Jovens brasileiros se unem na luta para salvar o planeta
Depois de o presidente americano, Donald Trump, formalizar a saída do acordo de Paris, em 2019, o governo do então presidente Jair Bolsonaro (PL) alterou a forma de medição das emissões brasileiras de gases de efeito estufa. Mas um grupo de seis jovens ambientalistas entrou em uma guerra judicial com o governo federal contra aquilo que chamaram de “pedalada climática”.
O enfraquecimento da meta climática assumida pelo Brasil no acordo de Paris em 2015, provocou descontentamento de entidades ambientalistas no mundo inteiro, mas seis jovens ativistas de diversas regiões do país decidiram entrar na justiça contra o governo. Por dois anos, enfrentaram pressões, ameaças e desafios em uma batalha judicial pelo clima.
A luta se encerrou na última semana. Na terça-feira, o governo do presidente Luiz Inácio Lula da Silva reconheceu que o país deve retomar as metas assumidas anteriormente. O acordo, no qual o grupo de jovens ativistas concordou com o encerramento da ação judicial, foi firmado com o Advogado Geral da União (AGU) Jorge Messias e com a ministra do Meio Ambiente e Mudança do Clima, Marina Silva.
Pelos termos formalizados, o governo federal mantém o compromisso de não apenas voltar atrás na “pedalada climática”, mas também de fazer de forma mais participativa o processo de formulação das novas metas nacionais para a redução das emissões — Contribuição Nacionalmente Determinada, NDC na sigla em inglês — que devem ser apresentadas pelo Brasil durante as próximas edições da Conferência do Clima da ONU, a COP.
“A gente tinha a subtração do compromisso do Brasil durante o governo anterior.

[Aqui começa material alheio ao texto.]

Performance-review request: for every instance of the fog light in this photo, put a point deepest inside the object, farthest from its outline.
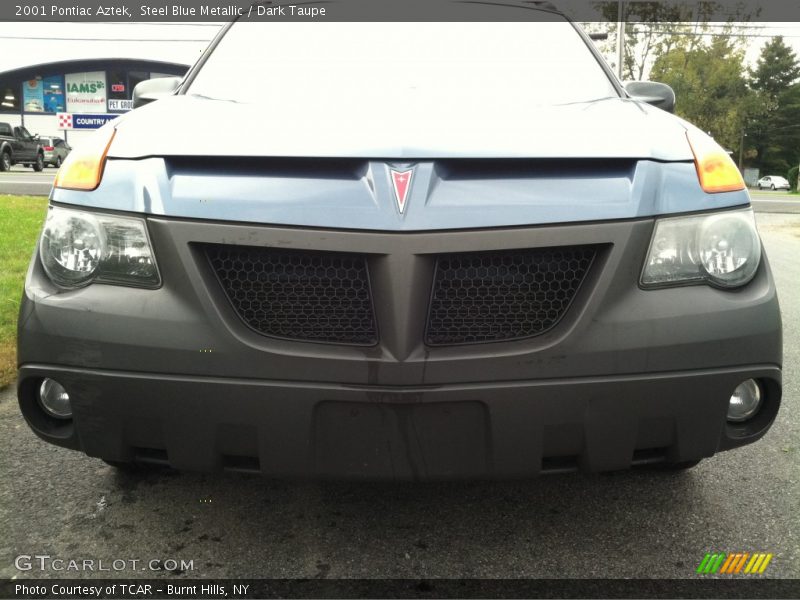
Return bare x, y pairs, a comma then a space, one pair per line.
54, 399
745, 401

Voltamos para o compromisso originário e estamos comprometidos em fazer a nossa nova meta, aumentando cada vez mais a potência e a intensidade”, comentou Marina Silva, durante a assinatura do ato na AGU. O acordo entre os ambientalistas jovens e o governo precisa ser homologado pela Justiça Federal de São Paulo, onde tramita a ação desde 2021.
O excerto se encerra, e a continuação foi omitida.